The speed of recovery in Chinese travel coupled with these new segments requires smarter communication strategies to effectively engage with these influential consumers outside mainland China.
From environment to audience, OOH is going programmatic
Volatility is the new normal for the travel industry: geopolitical events, terrorism, and more recent global pandemics continue to significantly influence international travel and our mobility patterns.

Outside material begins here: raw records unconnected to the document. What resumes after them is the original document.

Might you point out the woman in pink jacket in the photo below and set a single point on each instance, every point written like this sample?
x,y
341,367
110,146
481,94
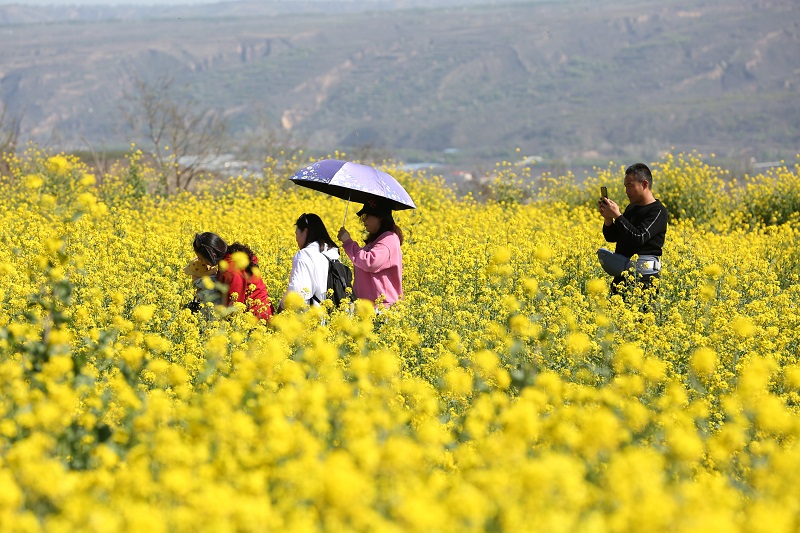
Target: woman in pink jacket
x,y
378,265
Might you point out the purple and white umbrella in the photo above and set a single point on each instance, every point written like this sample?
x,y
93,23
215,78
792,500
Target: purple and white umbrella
x,y
354,182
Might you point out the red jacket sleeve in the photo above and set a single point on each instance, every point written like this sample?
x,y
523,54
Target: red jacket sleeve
x,y
236,284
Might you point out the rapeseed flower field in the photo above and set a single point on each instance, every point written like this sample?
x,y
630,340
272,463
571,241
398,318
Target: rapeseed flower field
x,y
506,392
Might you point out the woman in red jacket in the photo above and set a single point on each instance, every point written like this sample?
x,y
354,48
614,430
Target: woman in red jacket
x,y
242,283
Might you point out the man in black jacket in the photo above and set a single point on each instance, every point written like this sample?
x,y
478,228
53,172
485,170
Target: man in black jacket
x,y
640,230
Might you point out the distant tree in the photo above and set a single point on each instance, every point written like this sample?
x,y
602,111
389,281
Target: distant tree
x,y
9,137
185,137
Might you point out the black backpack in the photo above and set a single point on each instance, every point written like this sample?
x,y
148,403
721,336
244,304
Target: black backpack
x,y
340,278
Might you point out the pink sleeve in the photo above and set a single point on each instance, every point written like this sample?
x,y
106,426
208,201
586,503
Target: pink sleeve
x,y
374,260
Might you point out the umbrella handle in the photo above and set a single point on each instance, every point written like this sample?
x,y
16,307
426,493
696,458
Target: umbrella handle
x,y
346,207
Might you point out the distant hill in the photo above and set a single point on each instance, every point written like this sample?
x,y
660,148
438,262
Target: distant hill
x,y
570,79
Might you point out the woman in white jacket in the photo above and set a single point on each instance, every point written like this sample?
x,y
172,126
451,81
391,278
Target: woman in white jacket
x,y
309,277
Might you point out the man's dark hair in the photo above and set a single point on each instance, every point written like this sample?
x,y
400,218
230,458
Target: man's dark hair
x,y
316,231
641,173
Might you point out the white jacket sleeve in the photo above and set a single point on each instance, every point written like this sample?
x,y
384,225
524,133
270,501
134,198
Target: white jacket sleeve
x,y
301,278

This volatility has led many in the OOH industry to challenge the long-standing minimum guarantee commercial models that have been favoured by many landlords and transport hubs for several years – 92% of airports reported utilizing minimum guarantees in their concession agreements. These models guarantee income to landlords based on a stable historical audience that media owners can price and offer to advertisers. However, recent events have brought into sharp focus that volatility in people’s mobility pattern means a more flexible audience-led approach must become standard practice.
Advances in data, analytics and the digitalisation of OOH infrastructure are empowering global media owners, and PSI, to adapt to this future, allowing for new sophisticated and flexible audience-led buying in OOH to become a reality.
This approach is paving the way towards the possibility of global programmatic OOH solutions. Allowing campaigns to be planned, bought and served to diverse audience profiles, minimising wastage and maximizing the potential for personalized communication strategies for brands across the world.
The way we navigate our world has sustained its fair amount of disruption throughout the years, but nothing has made us question its future more than the current crisis. Industry resilience remains strong and, in time, recovery will be evident. Flexibility, innovation and adaptation are the new battlegrounds. Agencies, brands and advertisers that adapt most effectively to these shifts in consumer behaviour and mobility will be the ones who shape the long-term future of the travel and global OOH industries.